When Bitcoin first introduced cryptocurrencies to the world there were basically three ways to get some. You could either buy Bitcoin, someone would have to give you some or you could mine it. The mining process creates new coins and then releases them into the blockchain (public ledger). The rewards from mining involve the new coins as well as the transaction fees from the transactions accumulated in the block. The proof of work algorithm used in many cryptocurrencies required mining for new blocks to be created.
With the introduction of the proof of stake algorithm in more and more cryptocurrencies, staking your digital assets could be the mining of the future. We will try to draw out some of the similarities and differences between staking and mining in this article.
What exactly is Staking and Mining?
Using the Proof of Stake (PoS) algorithm that is the basis of many new cryptocurrencies, staking involves the purchase of cryptocoins and holding them in a wallet for a particular period of time.
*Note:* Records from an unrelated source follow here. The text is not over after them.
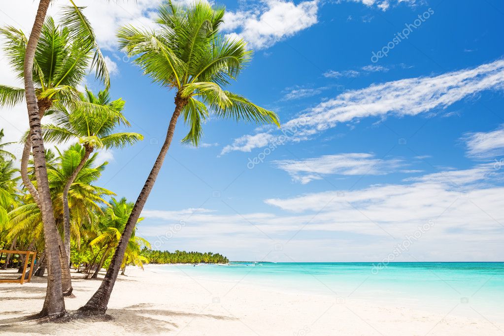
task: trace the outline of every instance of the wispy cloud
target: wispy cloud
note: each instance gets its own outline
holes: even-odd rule
[[[382,65],[369,65],[362,66],[359,71],[357,70],[346,70],[345,71],[339,72],[334,70],[329,70],[322,75],[327,78],[339,78],[340,77],[347,77],[352,78],[358,77],[362,74],[367,74],[369,73],[376,72],[387,72],[389,71],[389,68],[382,66]]]
[[[322,93],[322,92],[329,89],[328,87],[321,87],[319,88],[303,88],[300,87],[295,87],[286,89],[287,91],[282,100],[294,100],[295,99],[301,99],[302,98],[309,98],[317,96]]]
[[[470,157],[488,158],[504,155],[504,125],[489,132],[468,133],[464,140]]]
[[[409,6],[415,5],[417,0],[347,0],[354,3],[361,3],[368,7],[379,8],[384,12],[390,7],[391,3],[393,4],[407,4]]]
[[[397,159],[377,159],[374,155],[351,153],[324,155],[304,160],[274,161],[276,167],[285,170],[293,180],[305,184],[328,175],[384,175],[393,172],[405,163]]]
[[[239,36],[255,49],[264,49],[317,23],[319,2],[296,5],[283,0],[266,0],[248,11],[227,12],[224,30]]]
[[[429,77],[418,77],[373,85],[347,91],[320,103],[306,113],[284,123],[295,128],[289,139],[300,141],[335,127],[338,123],[368,117],[416,115],[436,108],[446,108],[475,93],[504,89],[504,60],[499,59],[477,68]],[[273,131],[271,131],[272,132]],[[232,151],[250,152],[262,146],[249,141],[274,140],[271,132],[244,136],[225,147],[222,154]]]
[[[335,71],[329,70],[323,74],[327,78],[338,78],[339,77],[356,77],[360,75],[358,71],[355,70],[346,70],[345,71]]]
[[[265,201],[274,208],[268,212],[146,210],[139,233],[155,241],[181,221],[183,228],[160,248],[206,250],[218,244],[235,259],[261,259],[280,243],[282,251],[268,254],[268,260],[289,261],[286,254],[299,261],[373,261],[431,222],[428,232],[401,261],[501,260],[504,188],[480,183],[501,177],[499,172],[487,174],[493,170],[479,165],[400,183],[269,198]]]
This is akin to a fixed deposit in the non-digital currency sphere. Similar to a fixed deposit which rewards you with a defined interest at the end of the period as stipulated in the contract, Proof of stake also rewards you with additional coins. By holding coins in your wallet, you are rewarded for supporting the network. Therefore, your coins will increase in number depending on how long you hold them in the wallet.
Mining requires technical know-how as well as computational power so as to solve the algorithmic puzzles involved in blockchain networks. There is the possibility of mining solo or joining a pool to make mining easier and more effective.
In fact, while many people are aware of mining and the hardware related to it, only a few people understand staking and its accompanying advantages.
The reward rates are actually computed based on the duration or maturity period selected to “fix” the coins in the wallet. Although each coin has different rates and rules, the mechanism remains the same.
Thus, the longer you hold your coins in your wallet, the higher is the reward. For example:
- 3 months: +20%
- 6 months: +50%
- 12 months: +100%
Below, you will see some picks of the higher-stake coins and the links to their wallets.
Note: There is a reward cap annually in most PoS coins, and the annual rewards could change. Please conduct your own research to validate these numbers before making any investment in staking a cryptocurrency. Reinvestment is usually allowed but only at the expiry of the selected term.
The Advantages of Staking
- You don’t have to spend money buying a machine, like ASICS or high-end GPUs used in mining.
- Instead of buying the hardware for mining, you purchase coins and lock them. This will lead to balance and value growth.
- The amount of coins grows as the rewards increase and once prices escalate; your wallet value goes up.
- Staking uses little resources when compared to mining or PoW. This means less electricity consumption and no need for extra machines to participate in staking.
- Given the holder of the coins is incentivized to keep them rather than selling them, there will be stability in the price of coins.
- Staking doesn’t require the technical know-how to participate.
The Disadvantages of Staking
However, once you stake a coin, you automatically lock that coin for a particular period of time and therefore, you cannot sell it.
But in conclusion, PoS strategy is saving the money you would have to spend on mining hardware or buying high-stake crypto-coins from a coin exchange, and committing them to your personal wallet, where you can watch their balance grow.